Manager Fault Tolerance - Universal Command - Component Management

Overview

In order to fully understand Universal Command fault tolerant features, some understanding of how the Universal Broker manages components is necessary.

Universal Broker manages component start-up, execution, and termination. The Broker and its components have the ability to communicate service requests and status information between each other.

The Broker maintains a database of components that are active or have completed and waiting for restart or reconnection. The component information maintained by the Broker determines the current state of the component. This state information is required by the Broker to determine if a restart or reconnect request from a Manager is acceptable or not. The Broker's component information can be viewed with the Universal Query utility.

One piece of component information maintained by the Broker is the component's communication state. The communication state primarily determines what state the Server is in regarding its network connection with a Manager and the completion of the user process and its associated spooled data.

Communication State Values

The following table describes the communication state values.

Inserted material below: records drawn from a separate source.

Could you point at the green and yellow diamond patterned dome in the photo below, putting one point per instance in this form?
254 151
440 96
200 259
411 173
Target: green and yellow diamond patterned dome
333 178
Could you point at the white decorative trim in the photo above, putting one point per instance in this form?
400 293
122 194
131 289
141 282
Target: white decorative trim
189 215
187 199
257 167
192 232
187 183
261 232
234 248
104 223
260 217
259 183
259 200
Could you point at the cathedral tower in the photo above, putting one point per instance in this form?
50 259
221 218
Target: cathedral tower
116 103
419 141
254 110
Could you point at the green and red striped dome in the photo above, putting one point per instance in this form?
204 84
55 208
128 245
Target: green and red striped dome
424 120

  • Reconnect column indicates whether or not a network reconnect request is valid.
  • Restart column indicates whether or not a restart request is valid.
     

State

Reconnect

Restart

Description

STARTED

NO

NO

Server has started.
 
If the Server is restartable, it is receiving the standard input file from the Manager and spooling it.

ESTABLISHED

NO

NO

Server and Manager are connected and processing normally. This is the most common state when all is well.

DISCONNECTED

YES

YES

Server is not connected to the Manager. This occurs when a network error has occurred, the Manager halted, or the Manager host halted.
 
The Server is either executing with the Network Fault Tolerant protocol, is restartable, or both.
 

Note

The Server cannot tell whether or not the Manager is still executing, since it cannot communicate with the Manager.

ORPHANED

NO

YES

Manager has terminated after sending a termination message to the Server to notify it of its termination.
 
This state only occurs if the Server is restartable.

RECONNECTING

NO

NO

Server has received a reconnect request from the Manager to recover a lost network connection.
 
This state should not remain long; only for the time it takes to re-establish the network connections.

RESTARTING

NO

NO

Server has received a restart request from the Manager.
 
This state should not remain long; only for the time it takes to re-establish network connections.

PENDING

NO

YES

A restartable Server and its user process have completed. The user process standard output and error files are in the spool.
 
A Manager has not been restarted to pick up the spooled files and user process exit status. The Server remains in this state until a Manager is restarted.

COMPLETED

NO

NO

Server and Manager have completed. All standard output and standard error files have been sent to the Manager and the user process's exit status.